¿Capacitación o maquillaje presupuestario?

En los últimos años, la industria tecnológica ha presenciado una explosión sin precedentes de programas intensivos de formación. Bootcamps, talleres acelerados, inmersiones técnicas: todos prometen transformar, en cuestión de semanas o meses, a cualquier persona en un profesional listo para el mercado laboral. Pero detrás de esa promesa brillante —a veces demasiado brillante— se esconden dinámicas que poco tienen que ver con la educación y mucho con la contabilidad corporativa.

En más de una ocasión se ha visto cómo una empresa diseña e impulsa internamente un programa de formación con una promesa clara: al terminar, los participantes tendrán un puesto de trabajo. Suena ideal. Inclusivo. Progresista. Pero cuando llega el momento de cumplir, la realidad se tambalea. No hay vacantes reales. No hay necesidad operativa. Simplemente, el presupuesto ya se ejecutó y ahora hay que justificarlo.

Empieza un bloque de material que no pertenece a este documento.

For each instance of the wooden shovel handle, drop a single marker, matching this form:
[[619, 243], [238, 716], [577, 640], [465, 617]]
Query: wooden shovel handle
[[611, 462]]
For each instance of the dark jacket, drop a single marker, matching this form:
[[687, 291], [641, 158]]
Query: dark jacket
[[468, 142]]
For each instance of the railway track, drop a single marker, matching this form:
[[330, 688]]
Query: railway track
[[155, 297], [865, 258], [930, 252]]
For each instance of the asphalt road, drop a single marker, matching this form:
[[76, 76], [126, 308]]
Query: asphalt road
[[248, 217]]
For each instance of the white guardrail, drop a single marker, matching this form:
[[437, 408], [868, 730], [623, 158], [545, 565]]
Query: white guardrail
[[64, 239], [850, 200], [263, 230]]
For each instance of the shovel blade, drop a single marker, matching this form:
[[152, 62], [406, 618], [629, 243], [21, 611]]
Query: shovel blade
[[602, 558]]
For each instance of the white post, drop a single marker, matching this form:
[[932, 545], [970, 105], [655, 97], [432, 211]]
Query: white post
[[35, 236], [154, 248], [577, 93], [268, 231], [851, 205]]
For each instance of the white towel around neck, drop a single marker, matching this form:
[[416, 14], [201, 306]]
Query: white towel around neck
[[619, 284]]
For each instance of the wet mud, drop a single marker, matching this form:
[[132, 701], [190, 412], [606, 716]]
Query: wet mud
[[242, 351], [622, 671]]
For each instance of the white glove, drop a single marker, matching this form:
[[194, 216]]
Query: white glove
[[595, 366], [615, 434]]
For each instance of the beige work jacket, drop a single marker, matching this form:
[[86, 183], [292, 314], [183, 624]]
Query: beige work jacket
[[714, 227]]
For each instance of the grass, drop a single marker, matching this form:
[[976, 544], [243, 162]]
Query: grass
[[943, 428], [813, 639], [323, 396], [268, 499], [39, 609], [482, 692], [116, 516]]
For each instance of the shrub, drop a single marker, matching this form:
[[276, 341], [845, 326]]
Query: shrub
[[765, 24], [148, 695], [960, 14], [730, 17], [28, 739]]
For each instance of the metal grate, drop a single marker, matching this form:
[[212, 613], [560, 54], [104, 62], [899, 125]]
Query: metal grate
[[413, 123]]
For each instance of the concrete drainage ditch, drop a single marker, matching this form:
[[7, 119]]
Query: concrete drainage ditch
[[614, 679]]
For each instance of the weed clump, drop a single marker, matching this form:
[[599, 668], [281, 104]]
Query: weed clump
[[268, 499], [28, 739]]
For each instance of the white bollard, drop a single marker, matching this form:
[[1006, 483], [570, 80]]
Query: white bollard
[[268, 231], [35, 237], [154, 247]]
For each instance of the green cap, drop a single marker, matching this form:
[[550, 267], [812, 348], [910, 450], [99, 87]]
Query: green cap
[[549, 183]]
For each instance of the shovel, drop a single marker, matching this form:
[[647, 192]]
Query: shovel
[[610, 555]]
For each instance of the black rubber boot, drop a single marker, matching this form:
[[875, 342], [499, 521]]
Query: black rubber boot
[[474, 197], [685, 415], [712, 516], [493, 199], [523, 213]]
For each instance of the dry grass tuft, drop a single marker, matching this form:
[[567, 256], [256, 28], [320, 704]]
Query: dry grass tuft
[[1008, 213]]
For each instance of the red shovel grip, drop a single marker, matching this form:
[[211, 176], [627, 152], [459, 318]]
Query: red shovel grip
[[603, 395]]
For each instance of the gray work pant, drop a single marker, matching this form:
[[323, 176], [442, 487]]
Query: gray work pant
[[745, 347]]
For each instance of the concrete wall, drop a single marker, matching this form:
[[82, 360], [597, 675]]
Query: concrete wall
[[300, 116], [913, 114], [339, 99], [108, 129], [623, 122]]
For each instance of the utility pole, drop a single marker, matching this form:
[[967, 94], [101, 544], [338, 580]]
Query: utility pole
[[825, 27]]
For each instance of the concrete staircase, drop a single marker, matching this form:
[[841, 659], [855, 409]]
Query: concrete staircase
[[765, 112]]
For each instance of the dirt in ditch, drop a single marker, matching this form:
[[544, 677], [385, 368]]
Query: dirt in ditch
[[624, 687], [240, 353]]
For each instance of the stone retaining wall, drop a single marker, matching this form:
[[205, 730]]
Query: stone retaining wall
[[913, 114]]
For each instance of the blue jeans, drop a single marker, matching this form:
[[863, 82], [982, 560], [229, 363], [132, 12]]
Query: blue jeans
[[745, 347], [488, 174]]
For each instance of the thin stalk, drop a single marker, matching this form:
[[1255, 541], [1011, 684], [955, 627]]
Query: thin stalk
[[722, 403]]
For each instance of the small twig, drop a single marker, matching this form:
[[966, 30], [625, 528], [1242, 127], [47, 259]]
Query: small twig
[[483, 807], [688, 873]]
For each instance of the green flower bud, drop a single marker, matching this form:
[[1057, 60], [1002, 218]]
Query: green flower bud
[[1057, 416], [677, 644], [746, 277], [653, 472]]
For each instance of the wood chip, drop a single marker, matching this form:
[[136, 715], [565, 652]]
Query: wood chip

Así, de forma improvisada, se crean roles que nadie pidió. Puestos sin descripción clara, sin valor estratégico, sin conexión con los objetivos del equipo. Y no es un caso aislado: en ciertas iniciativas, decenas de personas terminan en esa encrucijada. Diez, veinte, incluso más. Personas que reorganizaron sus vidas —algunas con deudas, otras con renuncias laborales— bajo la promesa firme de una nueva etapa profesional.

El resultado: equipos confundidos, líderes sin claridad sobre cómo integrarlos y participantes atrapados en una especie de limbo laboral, donde su presencia responde más a una obligación administrativa que a una necesidad genuina del negocio.

Estas iniciativas suenan nobles en las presentaciones ejecutivas: “estamos invirtiendo en el talento del futuro”, “cerramos brechas de inclusión”, “democratizamos el acceso a la tecnología”. Pero cuando el verdadero motor no es el desarrollo humano sino la necesidad de gastar un presupuesto antes de que se cierre el ejercicio fiscal, entonces la educación se convierte en un subproducto accidental, no en el objetivo central.

Y lo más preocupante no es el desperdicio de recursos —que también lo hay— sino el costo humano. Porque detrás de cada uno de esos “participantes” hay alguien que depositó su confianza, su tiempo y, en muchos casos, su estabilidad financiera, con la esperanza de un cambio real. Cuando esa esperanza se topa con un puesto inventado sobre la marcha, el daño trasciende lo profesional: socava la fe en todo el ecosistema de formación.

Lo irónico es que muchos de estos programas se venden como alternativas ágiles y prácticas frente a la supuesta rigidez de la educación formal. Pero cuando su diseño responde más a ciclos contables que a necesidades reales de aprendizaje o empleabilidad, terminan reproduciendo —y agravando— los mismos vicios que dicen combatir.

No se trata de negar la utilidad de estos formatos. De hecho, existen bootcamps excepcionales, con metodologías sólidas, mentores comprometidos y alianzas estratégicas con la industria. El problema radica en aquellos que nacen no para formar personas, sino para justificar cifras en un balance.

Peor aún: cuando se utilizan como mecanismos de imagen corporativa o para cumplir cuotas de diversidad sin construir estructuras reales de inclusión, el resultado es una fachada de progreso que beneficia a muy pocos y frustra a muchos.

La verdadera formación no se mide por cuántos egresan, sino por cuántos logran insertarse con dignidad, crecer y aportar valor sostenido. Y la verdadera responsabilidad no está solo en enseñar habilidades técnicas, sino en garantizar que esas habilidades tengan un espacio real donde florecer.

Si vamos a seguir impulsando iniciativas de este tipo —y deberíamos, porque el mundo necesita más talento técnico—, entonces hagámoslo con transparencia, coherencia y respeto. Con roles pensados antes de firmar contratos, no después. Y, sobre todo, con honestidad hacia quienes ven en la tecnología una vía para transformar sus vidas.

Porque cuando se juega con la esperanza de alguien que quiere construir un futuro mejor, el costo no se paga en presupuesto, sino en confianza.